Отец фыркает и хмурится.
— Я их обвиняю. Это всегда они.
— Может, и хорошо, что ты развелся. — Мне нужно сохранять спокойствие и не раздражать его. Это только ухудшит ситуацию, но трудно слушать, как он говорит плохие вещи о маме, которая была рядом даже в мои худшие времена. Надеюсь, эту беседу не услышит никто из знакомых.
Я барабаню пальцами по столу, поскольку мелодия проникает в мой гиперактивный мозг.
— В эти выходные должен пойти снег.
Папа игнорирует попытку сменить тему.
— Твоя мать и ее семья пытались выгнать меня из этого города.
Я вздыхаю.
— Они не пытаются причинять тебе неприятности. — Я хлопаю себя ладонью по бедру, чтобы отвлечься болью.
— Они даже испортили мои отношения с соседями. Те, что живут напротив, подбросили зараженные бактериями куриные кости в мой грузовик. Они пытались проклясть меня. Они повсюду создают проблемы. Слева, справа, в центре.
Я ничего не могу поделать. Слова вываливаются сами собой:
— Должно быть, это доставило им чертовски много хлопот.
Отец сердито смотрит на меня. Я же смотрю в окно.
— Подстрекатель — отец твоей матери, Стэн.
Я пытаюсь рассуждать здраво.
— Ему за семьдесят.
— Это не имеет значения. Он — чистое зло. Змея. Гадюка.
— Просто перестань. — Я тру глаза, только потом, осознав, что размазала тушь. — В этом нет никакого смысла.
Папа злится.
— Ты должна быть хорошей девочкой. Не будь такой, как они. Это убьет меня. Но я не позволю этому случиться. Если бы мог, то остановил бы это раньше.
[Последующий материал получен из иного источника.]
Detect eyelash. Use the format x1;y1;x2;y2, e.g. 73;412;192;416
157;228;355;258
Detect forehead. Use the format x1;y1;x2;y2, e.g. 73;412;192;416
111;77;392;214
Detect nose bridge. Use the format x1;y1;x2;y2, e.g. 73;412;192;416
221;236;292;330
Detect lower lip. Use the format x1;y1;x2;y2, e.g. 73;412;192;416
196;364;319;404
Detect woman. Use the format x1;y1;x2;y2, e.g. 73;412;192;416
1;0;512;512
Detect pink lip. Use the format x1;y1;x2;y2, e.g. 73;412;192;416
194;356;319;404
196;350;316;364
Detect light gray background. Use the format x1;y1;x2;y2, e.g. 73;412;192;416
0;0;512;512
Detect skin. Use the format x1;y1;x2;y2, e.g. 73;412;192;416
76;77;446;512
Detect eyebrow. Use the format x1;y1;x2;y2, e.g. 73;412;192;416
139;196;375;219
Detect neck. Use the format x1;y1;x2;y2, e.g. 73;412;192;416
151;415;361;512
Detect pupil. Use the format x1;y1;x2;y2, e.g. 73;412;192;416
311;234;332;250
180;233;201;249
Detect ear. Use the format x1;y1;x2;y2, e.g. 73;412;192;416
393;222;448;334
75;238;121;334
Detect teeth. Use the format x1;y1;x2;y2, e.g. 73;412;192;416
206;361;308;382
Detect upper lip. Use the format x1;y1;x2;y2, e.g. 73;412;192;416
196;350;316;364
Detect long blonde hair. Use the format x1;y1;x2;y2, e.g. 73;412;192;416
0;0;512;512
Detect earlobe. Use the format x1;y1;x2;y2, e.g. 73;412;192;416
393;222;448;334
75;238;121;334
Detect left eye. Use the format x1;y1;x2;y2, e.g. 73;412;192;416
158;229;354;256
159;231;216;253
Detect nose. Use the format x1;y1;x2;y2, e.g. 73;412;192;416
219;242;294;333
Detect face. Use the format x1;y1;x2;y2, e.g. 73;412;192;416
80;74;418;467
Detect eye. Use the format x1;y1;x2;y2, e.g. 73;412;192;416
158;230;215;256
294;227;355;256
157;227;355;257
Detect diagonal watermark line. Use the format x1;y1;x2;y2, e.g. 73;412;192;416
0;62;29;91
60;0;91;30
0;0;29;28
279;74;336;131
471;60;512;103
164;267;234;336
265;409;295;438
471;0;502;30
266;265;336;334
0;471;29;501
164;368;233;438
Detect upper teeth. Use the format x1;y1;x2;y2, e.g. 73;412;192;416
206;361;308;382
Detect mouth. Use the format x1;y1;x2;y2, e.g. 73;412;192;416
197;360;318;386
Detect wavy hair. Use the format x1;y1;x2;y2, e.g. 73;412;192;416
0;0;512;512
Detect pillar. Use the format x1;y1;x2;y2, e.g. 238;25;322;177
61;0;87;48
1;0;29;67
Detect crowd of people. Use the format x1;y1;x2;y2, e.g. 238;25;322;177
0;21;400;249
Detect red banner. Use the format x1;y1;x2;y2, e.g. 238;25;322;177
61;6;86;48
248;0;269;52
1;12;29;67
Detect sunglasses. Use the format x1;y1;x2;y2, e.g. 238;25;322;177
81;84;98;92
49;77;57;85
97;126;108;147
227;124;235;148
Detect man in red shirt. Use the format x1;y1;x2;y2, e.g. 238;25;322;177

Это звучит страшно, словно реальная угроза.
— Что ты имеешь в виду?
— Ничего. Просто пообещай, что будешь хорошей девочкой.
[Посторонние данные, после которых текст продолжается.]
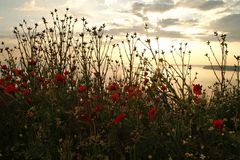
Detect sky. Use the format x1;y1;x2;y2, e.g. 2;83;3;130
0;0;240;64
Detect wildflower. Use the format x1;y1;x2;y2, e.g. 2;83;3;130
21;89;31;96
111;93;120;102
20;82;28;88
108;83;119;91
0;78;5;88
13;68;23;76
213;119;224;131
193;84;202;96
94;104;103;113
25;98;33;105
28;60;37;66
1;65;8;70
113;113;126;123
30;71;36;77
143;78;149;85
78;85;87;93
25;110;33;118
55;73;66;83
161;84;167;91
4;83;17;94
37;77;45;83
148;108;157;121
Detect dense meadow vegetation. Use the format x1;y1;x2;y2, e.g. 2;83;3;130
0;9;240;160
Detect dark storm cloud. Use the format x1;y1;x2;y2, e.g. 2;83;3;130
177;0;225;11
210;14;240;41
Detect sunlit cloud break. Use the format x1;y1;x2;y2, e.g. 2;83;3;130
15;0;46;11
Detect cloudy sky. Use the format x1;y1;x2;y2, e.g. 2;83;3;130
0;0;240;64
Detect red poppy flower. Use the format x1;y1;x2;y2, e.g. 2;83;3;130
213;119;224;131
148;108;157;121
113;113;126;123
78;85;87;93
55;73;66;83
111;93;120;102
4;83;17;94
193;84;202;96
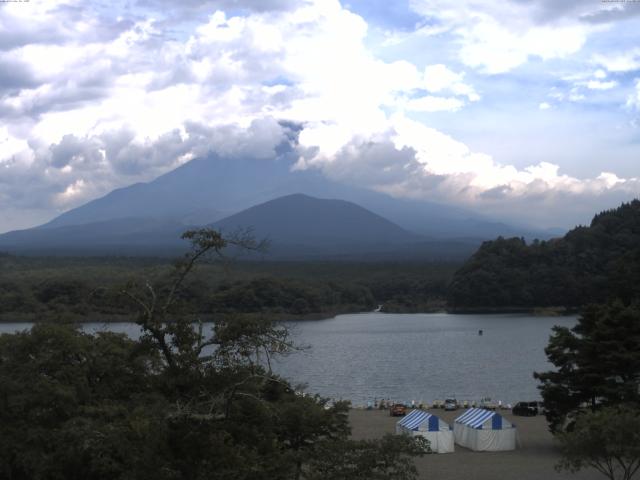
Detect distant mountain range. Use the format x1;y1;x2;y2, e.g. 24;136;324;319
0;156;564;258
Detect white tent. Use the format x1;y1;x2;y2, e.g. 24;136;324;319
396;410;454;453
453;408;516;452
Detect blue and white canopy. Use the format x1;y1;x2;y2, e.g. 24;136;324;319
398;410;440;432
455;408;512;430
396;410;454;453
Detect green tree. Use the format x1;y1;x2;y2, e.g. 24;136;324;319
557;406;640;480
0;230;430;480
534;302;640;432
— Да, сэр. — Я хочу расспросить отца об этом, но приносят еду.
Искушение поругаться с Антонио рассеивается, пока он занимается яичницей. Сейчас отец больше заинтересован в завтраке, чем в дальнейшим семейном обсуждении. Хорошая еда всегда так действует на него, он спокоен, по крайней мере, пока ест.
Я пользуюсь возможностью и расслабляюсь: грызу края своего рогалика и пью горький кофе, поданный с большим количеством молока.
Яйцо попадает отцу на подбородок, и я протягиваю ему салфетку. Антонио закуривает посреди закусочной, пока официантка не просит погасить сигарету. Я отодвигаю тарелку. Недоеденный рогалик на вкус как картон, и колледж кажется таким далеким. Я оплачиваю счет, оставляя официантке очень большие чаевые.
#роднойдом
***
К концу января я снова оказываюсь в своей маленькой квартире. Мне нравится расстояние, которое таким образом возникло между моей семьей и моей жизнью. Территория колледжа безмятежна и покрыта хрустящим белым снегом.
Судя по всему, Джейс решил оставить меня в покое на некоторое время. Мне уже давно не приходило от него ни одного сообщения в чат. Его шарфы с безумным рисунком остались вне моего периферийного зрения.
Учебная программа последнего семестра кажется легкой. Я записываюсь на курсы социологии, стихийных бедствий и питания животных. Из все предметов только курс лабораторных по зоологии может быть единственной кочкой в моем плавном выпуске из колледжа. Рики тоже записался на этот предмет, но я не расстроена. По крайней мере, мои лабораторные будут сделаны вовремя и по моим стандартам.
Профессор Баттли, просто безумный. Он заканчивает свою лекцию историей, как много лет назад на охоте отстрелил себе два пальца на ноге. Это был несчастный случай. Как будто этого недостаточно, он сбрасывает ботинок и носок, чтобы показать свою искалеченную ногу двадцати с лишним студентам. У меня хороший обзор и, к счастью, довольно сильный желудок, когда дело доходит до такого рода вещей.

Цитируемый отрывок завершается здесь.